Orders Issued Judge Tunheim granted the habeas petition and entered the following specific orders:

  1. N.A.M. is not subject to mandatory detention under § 1225(b)(2); his detention is governed by § 1226(a).
  2. Respondents must provide N.A.M. with a bond hearing within 7 days of the order (i.e., by January 5, 2026), at which both sides may present evidence and argument on danger to the community and flight risk.
  3. If no bond hearing is held within 7 days, N.A.M. must be immediately released from detention.
  4. Within 10 days, the parties must file a status update with the court on the results of the bond hearing (or on N.A.M.'s release if no hearing occurred), and advise whether further court proceedings are needed.
  5. Respondents are enjoined (legally prohibited) from removing, transferring, or facilitating the deportation of N.A.M. from the District of Minnesota before the bond hearing. Any emergency transfer request must be submitted to the court with an explanation and proposed destination, subject to the court's approval.
  6. N.A.M.'s motion to proceed under a pseudonym was granted, as his need for anonymity — based on his status as a victim and witness in a state criminal investigation and fear of retaliation — outweighs the public interest in full disclosure.
  7. The parties have 3 days to file any requests for redaction of the court record.

Note on What This Ruling Does and Does Not Decide This ruling does not determine whether N.A.M. will ultimately be released or deported. It only requires that an immigration judge hold a bond hearing. The outcome of that hearing — and any subsequent removal proceedings — remains to be determined.

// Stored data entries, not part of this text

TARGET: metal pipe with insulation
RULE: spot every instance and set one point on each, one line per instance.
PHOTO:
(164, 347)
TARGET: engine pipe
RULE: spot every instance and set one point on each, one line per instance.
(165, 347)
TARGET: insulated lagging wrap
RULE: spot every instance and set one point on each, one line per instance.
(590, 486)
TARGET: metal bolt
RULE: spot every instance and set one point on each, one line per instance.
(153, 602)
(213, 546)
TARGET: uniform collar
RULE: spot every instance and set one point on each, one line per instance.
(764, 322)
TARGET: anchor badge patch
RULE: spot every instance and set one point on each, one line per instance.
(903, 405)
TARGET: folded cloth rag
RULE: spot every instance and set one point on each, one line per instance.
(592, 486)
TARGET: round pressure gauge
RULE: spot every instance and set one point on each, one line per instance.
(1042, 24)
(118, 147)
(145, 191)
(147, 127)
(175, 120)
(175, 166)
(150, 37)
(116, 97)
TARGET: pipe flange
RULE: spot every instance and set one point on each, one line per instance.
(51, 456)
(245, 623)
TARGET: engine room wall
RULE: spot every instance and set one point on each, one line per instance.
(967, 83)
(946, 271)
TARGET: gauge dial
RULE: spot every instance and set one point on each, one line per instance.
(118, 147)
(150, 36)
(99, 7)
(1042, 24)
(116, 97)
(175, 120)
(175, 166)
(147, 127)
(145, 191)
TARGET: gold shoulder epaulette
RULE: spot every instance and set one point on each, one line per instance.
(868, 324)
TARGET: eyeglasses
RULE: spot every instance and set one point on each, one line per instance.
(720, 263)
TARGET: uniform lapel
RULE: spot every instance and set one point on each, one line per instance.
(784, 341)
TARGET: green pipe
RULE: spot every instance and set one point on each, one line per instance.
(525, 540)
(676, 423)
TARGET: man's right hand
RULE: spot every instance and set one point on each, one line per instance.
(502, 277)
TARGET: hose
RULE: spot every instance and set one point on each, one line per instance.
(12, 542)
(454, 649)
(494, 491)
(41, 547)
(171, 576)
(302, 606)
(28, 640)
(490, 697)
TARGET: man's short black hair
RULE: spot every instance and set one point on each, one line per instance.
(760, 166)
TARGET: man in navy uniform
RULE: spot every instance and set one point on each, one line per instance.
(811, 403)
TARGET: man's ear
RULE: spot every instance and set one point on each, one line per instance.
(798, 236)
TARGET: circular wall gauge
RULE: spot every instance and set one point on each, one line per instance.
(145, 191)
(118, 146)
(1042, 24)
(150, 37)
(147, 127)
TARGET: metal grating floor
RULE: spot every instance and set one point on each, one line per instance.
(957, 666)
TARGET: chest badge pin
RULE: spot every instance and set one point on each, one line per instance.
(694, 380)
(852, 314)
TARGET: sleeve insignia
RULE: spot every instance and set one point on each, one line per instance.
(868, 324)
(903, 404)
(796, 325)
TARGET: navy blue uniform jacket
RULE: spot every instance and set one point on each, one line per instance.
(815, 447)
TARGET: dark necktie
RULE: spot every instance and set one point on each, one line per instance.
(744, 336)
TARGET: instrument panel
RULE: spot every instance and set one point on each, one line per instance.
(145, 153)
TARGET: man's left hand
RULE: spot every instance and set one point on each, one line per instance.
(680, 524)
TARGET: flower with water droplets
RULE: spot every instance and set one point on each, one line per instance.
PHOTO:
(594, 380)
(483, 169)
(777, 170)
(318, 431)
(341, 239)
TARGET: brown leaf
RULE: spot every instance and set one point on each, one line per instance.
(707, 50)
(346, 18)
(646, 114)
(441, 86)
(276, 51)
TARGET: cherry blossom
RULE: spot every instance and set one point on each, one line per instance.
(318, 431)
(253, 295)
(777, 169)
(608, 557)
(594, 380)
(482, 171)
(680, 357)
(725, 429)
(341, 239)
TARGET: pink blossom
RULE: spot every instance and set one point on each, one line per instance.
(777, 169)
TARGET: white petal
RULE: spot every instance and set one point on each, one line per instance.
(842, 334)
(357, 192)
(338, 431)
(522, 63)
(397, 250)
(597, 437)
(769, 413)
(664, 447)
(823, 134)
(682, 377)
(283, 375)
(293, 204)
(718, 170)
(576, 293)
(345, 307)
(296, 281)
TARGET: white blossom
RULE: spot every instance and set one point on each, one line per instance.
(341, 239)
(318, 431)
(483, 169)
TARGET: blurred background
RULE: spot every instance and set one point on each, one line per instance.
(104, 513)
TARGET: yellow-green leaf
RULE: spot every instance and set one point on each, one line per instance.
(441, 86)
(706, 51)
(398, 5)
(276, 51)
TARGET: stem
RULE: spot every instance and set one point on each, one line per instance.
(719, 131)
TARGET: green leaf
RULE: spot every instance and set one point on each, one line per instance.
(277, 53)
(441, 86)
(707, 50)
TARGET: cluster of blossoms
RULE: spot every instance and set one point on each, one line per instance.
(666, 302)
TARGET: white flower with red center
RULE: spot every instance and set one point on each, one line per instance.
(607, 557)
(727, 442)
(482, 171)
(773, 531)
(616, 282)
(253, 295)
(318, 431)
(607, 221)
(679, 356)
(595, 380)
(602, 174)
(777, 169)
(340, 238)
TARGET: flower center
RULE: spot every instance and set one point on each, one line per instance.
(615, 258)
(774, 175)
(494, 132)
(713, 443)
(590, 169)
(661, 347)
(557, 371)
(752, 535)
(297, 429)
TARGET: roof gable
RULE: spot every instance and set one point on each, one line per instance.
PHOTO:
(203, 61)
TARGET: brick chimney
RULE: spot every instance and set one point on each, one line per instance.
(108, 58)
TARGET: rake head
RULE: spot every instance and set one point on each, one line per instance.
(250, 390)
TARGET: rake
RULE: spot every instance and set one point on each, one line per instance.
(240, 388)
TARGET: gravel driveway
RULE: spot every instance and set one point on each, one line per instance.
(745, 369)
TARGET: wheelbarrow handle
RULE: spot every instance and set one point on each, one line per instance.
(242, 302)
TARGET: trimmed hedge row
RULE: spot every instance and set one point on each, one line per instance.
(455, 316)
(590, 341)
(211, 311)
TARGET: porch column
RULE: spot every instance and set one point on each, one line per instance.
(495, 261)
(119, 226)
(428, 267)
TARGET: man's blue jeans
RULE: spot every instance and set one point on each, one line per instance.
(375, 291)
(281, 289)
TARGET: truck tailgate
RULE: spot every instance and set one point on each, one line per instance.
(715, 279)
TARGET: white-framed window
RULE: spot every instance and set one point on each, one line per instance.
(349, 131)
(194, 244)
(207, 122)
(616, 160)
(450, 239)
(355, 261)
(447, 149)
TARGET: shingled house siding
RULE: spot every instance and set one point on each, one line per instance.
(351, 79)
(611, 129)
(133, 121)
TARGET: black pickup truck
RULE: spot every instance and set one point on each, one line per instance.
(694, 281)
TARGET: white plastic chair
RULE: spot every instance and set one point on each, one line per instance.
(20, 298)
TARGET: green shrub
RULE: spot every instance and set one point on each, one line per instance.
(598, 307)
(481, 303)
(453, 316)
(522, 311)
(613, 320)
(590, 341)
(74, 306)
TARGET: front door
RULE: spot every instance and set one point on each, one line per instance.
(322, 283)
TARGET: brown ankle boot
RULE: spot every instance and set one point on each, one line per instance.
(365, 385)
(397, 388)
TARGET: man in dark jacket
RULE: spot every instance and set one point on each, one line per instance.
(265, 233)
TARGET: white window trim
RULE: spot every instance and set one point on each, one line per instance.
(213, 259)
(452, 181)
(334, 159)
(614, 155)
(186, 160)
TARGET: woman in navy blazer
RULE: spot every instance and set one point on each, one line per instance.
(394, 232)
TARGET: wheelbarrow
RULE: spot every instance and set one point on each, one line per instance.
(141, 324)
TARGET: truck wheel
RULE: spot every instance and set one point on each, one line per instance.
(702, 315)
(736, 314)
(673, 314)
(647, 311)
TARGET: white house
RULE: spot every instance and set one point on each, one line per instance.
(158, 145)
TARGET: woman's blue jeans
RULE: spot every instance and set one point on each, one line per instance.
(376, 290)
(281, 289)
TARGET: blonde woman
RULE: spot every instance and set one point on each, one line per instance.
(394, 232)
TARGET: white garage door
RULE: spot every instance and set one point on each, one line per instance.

Reviewer note from the AI+
The opinion references two prior cases from the same judge (Herrera Avila and Romero Santuario) but does not reproduce their reasoning in full, stating only that the same analysis applies. The detailed summary notes this without filling in reasoning not present in this opinion. The case name in the docket header includes 'Executive Office for Immigration Review' as a respondent, but the body of the opinion and the order do not specifically address that party; the JSON uses the caption as provided in the opinion header. Confidence slightly reduced because the opinion's legal reasoning is stated by reference to prior opinions rather than laid out fresh, so the full analytical basis is not reproduced here.